Alien Lover – Lucious Jackson

Quand mes yeux se posèrent sur l'article, je crus à une blague puis plus je lisais plus je m'enfonçais dans mon siège. L'article prenait une double page, on y voyait Edward avec ma casquette – après tout ce sont mes initiales alors j'aimais dire qu'il s'agissait de ma casquette- il était dans les rues de New York avec Tanya Denali, une célèbre actrice avec laquelle il avait joué les aventures de mon personnage fantastique préféré. Tanya Denali était belle, vraiment belle. Elle était blonde, pas très grande et elle avait un style bien à elle entre le rock et le look négligé. Ses cheveux blonds resplendissaient et elle avait le visage qui disait « Je suis belle je le sais regardez-moi ». Je ne l'aimais pas. Malgré son air timide et son côté excentrique je ne pouvais ni regarder un film avec elle, ni la regarder tout court.
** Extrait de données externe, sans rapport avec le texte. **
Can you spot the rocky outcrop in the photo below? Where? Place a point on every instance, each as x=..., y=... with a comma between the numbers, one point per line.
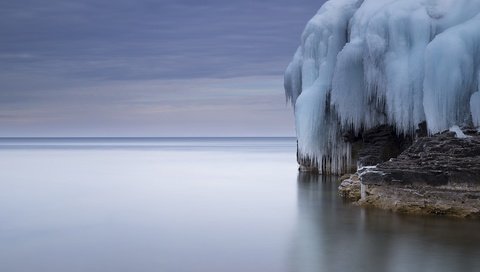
x=350, y=187
x=436, y=175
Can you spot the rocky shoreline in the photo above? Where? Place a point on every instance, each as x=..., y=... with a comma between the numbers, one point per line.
x=437, y=175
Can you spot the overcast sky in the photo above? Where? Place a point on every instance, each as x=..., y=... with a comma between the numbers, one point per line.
x=147, y=68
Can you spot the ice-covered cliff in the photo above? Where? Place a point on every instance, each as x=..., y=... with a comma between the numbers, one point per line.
x=399, y=62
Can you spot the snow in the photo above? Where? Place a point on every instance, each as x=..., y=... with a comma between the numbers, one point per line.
x=399, y=62
x=458, y=132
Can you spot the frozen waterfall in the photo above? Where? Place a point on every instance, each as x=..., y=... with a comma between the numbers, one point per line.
x=399, y=62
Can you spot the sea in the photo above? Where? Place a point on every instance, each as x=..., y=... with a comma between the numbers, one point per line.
x=202, y=204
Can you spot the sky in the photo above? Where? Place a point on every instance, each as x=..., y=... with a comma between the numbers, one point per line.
x=147, y=68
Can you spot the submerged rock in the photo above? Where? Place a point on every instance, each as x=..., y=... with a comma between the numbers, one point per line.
x=436, y=175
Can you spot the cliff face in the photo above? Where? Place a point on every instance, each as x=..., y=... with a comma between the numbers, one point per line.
x=397, y=63
x=436, y=175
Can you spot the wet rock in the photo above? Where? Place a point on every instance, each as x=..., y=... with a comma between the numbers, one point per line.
x=436, y=175
x=350, y=187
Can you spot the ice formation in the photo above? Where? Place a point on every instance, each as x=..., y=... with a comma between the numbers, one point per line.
x=399, y=62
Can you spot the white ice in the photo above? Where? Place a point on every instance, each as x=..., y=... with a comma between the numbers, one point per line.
x=398, y=62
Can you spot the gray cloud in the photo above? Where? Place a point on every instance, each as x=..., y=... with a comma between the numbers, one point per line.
x=61, y=58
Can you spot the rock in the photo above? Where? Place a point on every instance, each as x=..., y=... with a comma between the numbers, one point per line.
x=350, y=187
x=377, y=145
x=436, y=175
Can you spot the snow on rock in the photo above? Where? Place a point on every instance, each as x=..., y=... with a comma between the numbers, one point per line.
x=458, y=132
x=399, y=62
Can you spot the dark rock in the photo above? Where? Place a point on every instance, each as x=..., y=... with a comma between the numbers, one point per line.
x=350, y=187
x=377, y=145
x=436, y=175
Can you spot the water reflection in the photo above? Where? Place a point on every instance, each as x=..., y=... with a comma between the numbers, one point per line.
x=333, y=235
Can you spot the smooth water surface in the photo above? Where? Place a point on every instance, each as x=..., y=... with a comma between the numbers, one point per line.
x=193, y=204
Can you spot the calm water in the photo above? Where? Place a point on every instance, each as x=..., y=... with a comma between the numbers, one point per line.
x=201, y=205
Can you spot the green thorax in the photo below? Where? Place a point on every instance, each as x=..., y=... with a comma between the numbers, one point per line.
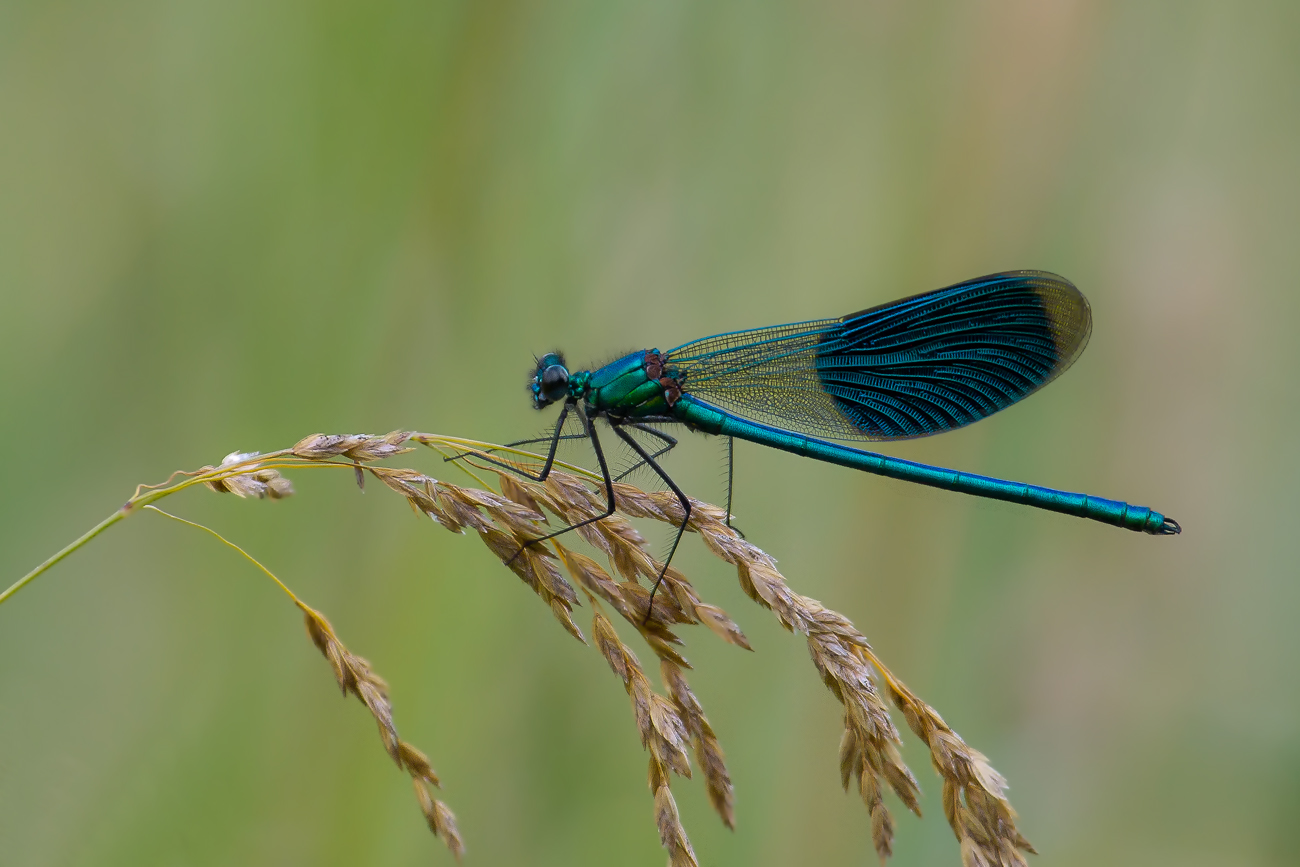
x=636, y=386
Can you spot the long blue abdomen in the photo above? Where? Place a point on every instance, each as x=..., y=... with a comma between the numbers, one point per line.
x=714, y=420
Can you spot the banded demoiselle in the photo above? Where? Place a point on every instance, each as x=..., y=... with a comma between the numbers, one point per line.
x=911, y=368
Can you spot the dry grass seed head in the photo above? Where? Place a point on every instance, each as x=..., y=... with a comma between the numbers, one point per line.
x=973, y=794
x=355, y=676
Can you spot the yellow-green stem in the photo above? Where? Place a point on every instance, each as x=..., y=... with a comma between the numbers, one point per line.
x=72, y=546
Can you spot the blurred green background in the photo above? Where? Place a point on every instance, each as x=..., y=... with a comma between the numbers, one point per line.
x=228, y=225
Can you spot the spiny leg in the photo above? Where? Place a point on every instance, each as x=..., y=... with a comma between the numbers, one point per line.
x=550, y=455
x=532, y=441
x=731, y=475
x=605, y=476
x=681, y=498
x=670, y=443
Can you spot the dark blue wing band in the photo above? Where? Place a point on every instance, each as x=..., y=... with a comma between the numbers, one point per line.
x=944, y=359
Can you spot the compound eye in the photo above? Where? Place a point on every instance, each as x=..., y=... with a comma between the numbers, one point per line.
x=554, y=382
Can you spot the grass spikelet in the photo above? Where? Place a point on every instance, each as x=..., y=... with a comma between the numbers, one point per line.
x=354, y=675
x=670, y=723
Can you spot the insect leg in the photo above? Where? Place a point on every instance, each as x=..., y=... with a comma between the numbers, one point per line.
x=605, y=477
x=668, y=445
x=681, y=498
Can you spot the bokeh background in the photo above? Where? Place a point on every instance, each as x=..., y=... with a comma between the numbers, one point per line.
x=228, y=225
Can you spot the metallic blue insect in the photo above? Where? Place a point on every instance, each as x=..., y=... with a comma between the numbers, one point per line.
x=911, y=368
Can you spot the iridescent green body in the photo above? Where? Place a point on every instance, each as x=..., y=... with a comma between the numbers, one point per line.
x=625, y=390
x=922, y=365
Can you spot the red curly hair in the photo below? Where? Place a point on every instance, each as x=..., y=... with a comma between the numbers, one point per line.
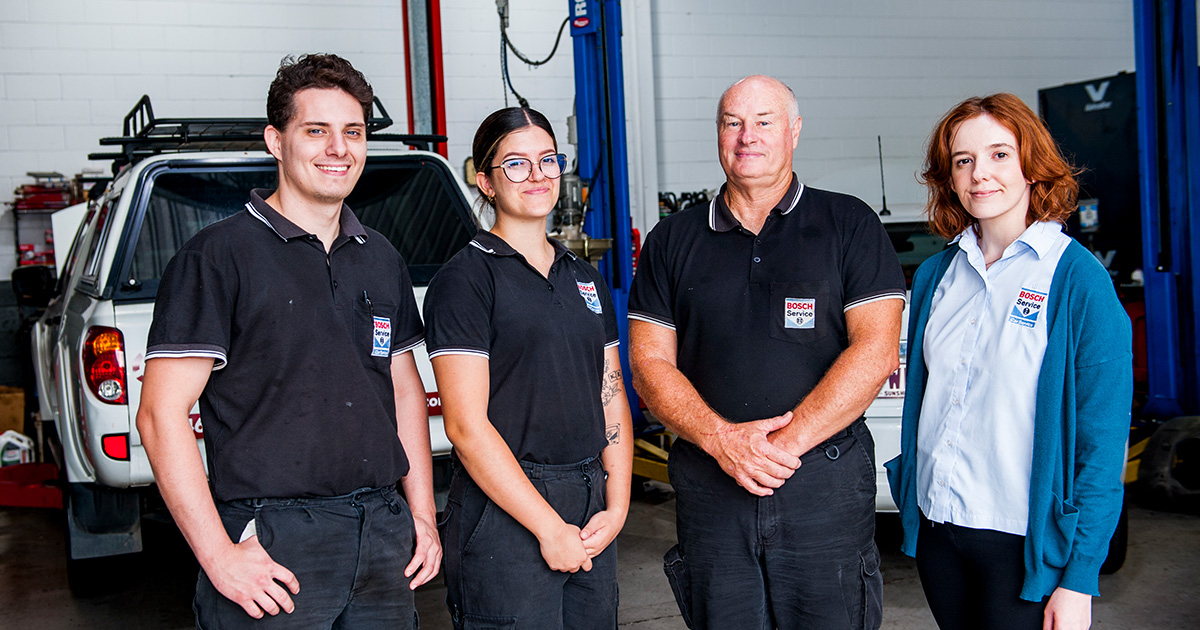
x=1053, y=196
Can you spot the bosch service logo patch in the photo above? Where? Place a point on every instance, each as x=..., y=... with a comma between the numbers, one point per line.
x=799, y=312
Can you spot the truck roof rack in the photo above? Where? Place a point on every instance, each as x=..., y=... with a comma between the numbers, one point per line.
x=143, y=135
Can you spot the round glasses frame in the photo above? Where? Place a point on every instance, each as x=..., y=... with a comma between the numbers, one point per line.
x=520, y=169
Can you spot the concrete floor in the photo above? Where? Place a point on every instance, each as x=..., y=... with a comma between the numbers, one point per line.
x=1158, y=587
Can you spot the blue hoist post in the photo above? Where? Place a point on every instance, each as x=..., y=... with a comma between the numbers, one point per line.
x=603, y=160
x=1169, y=157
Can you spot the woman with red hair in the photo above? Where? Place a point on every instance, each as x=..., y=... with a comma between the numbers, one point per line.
x=1019, y=384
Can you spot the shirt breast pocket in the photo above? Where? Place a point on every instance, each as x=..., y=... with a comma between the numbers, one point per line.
x=798, y=311
x=373, y=334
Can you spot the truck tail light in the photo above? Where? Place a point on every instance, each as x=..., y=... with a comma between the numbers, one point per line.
x=117, y=445
x=103, y=364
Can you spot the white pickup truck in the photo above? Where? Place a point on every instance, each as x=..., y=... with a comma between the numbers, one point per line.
x=89, y=346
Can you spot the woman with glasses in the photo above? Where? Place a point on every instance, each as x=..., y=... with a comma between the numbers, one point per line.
x=522, y=335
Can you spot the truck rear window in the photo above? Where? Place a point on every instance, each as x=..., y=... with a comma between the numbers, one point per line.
x=413, y=202
x=913, y=244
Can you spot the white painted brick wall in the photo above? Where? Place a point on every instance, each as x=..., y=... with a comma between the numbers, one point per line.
x=71, y=69
x=863, y=69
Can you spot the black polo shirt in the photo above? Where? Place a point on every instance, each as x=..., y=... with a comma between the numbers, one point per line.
x=544, y=339
x=759, y=319
x=300, y=401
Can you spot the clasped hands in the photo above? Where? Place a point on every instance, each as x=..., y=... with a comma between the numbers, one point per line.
x=754, y=455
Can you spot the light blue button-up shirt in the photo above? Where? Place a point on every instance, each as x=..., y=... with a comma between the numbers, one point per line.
x=984, y=342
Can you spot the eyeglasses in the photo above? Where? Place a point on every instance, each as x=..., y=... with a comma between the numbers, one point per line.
x=519, y=168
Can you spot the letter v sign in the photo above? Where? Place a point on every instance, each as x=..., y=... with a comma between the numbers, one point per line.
x=1095, y=94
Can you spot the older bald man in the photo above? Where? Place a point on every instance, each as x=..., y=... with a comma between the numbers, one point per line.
x=762, y=325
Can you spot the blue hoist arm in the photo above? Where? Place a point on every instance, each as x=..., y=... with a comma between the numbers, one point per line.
x=603, y=157
x=1169, y=159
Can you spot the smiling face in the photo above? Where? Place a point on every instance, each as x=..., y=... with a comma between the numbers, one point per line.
x=756, y=131
x=987, y=174
x=532, y=198
x=323, y=148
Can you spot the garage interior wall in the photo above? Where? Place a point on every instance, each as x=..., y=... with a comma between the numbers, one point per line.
x=71, y=70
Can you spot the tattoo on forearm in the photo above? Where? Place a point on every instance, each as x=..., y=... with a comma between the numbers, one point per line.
x=610, y=384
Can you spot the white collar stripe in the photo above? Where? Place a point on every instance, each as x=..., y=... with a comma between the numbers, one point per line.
x=257, y=215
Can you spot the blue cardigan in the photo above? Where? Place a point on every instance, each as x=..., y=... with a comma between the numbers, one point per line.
x=1080, y=424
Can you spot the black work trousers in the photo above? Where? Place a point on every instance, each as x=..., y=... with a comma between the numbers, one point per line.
x=801, y=558
x=347, y=552
x=495, y=574
x=972, y=579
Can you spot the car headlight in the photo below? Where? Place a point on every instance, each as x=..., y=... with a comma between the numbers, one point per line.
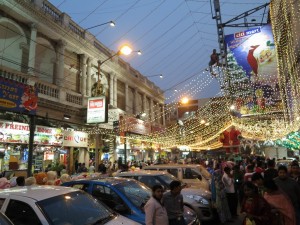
x=198, y=199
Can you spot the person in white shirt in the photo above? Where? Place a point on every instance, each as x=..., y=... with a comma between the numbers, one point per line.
x=232, y=199
x=156, y=213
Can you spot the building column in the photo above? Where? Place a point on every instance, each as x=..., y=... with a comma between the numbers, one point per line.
x=127, y=108
x=60, y=79
x=151, y=110
x=135, y=100
x=111, y=90
x=163, y=115
x=89, y=78
x=115, y=91
x=83, y=74
x=32, y=46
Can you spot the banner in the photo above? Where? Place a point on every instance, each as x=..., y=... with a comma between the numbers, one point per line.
x=12, y=132
x=97, y=110
x=75, y=139
x=252, y=67
x=18, y=97
x=134, y=125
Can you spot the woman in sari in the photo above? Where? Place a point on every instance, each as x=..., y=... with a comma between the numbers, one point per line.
x=254, y=206
x=280, y=202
Jalousie ? Pas que…Dans le journal ils montraient des photos où Edward et elle étaient sur Broadway, main dans la main pour échapper aux paparazzis qui les suivaient alors qu'ils se rendaient à une émission.
En gros titre était marqué : « Ils emménagent à Manhattan ». Et là mon sang ne fit qu'un tour, mes yeux sortirent de leurs orbites, mes mains devinrent moites, la tête me tournait, j'avais du mal à respirer comme si on m'avait écrasé la cage thoracique.
Il venait vivre à New York ? Chez… MOI ! Enfin non pas chez moi mais il allait se trouver dans la même ville que moi ? A quelques rues ?
Je ne remarquais pas le regard insistant d'Angela, j'attendais juste que mon visage retrouve sa couleur normale et que mon cœur reprenne ses battements normalement. Comment ais-je pu être aussi stupide ? Bien sûr que ça allait continuer ! Comme si changer d'Etat et de côté des Etats-Unis allaient changer quelque chose à ces signes débiles ! J'avais envie de pleurer, mais je savais que je ne le ferai pas. De toute façon ces magazines n'étaient qu'un tissu d'âneries sans fondements. Je me décidais à regarder Angie qui semblait terrifiée.

- « Ang' ? » dis-je, inquiète.

- « C'est pire que ce que je pensais » murmura-t-elle.

- « C'est pas faute de te l'avoir dit » lui répondis en fermant sèchement le journal.

J'allais devoir appeler Victoria à l'aide. Mais surtout j'allais devoir me battre pour ne pas penser à cette fichue starlette qui me poursuivait.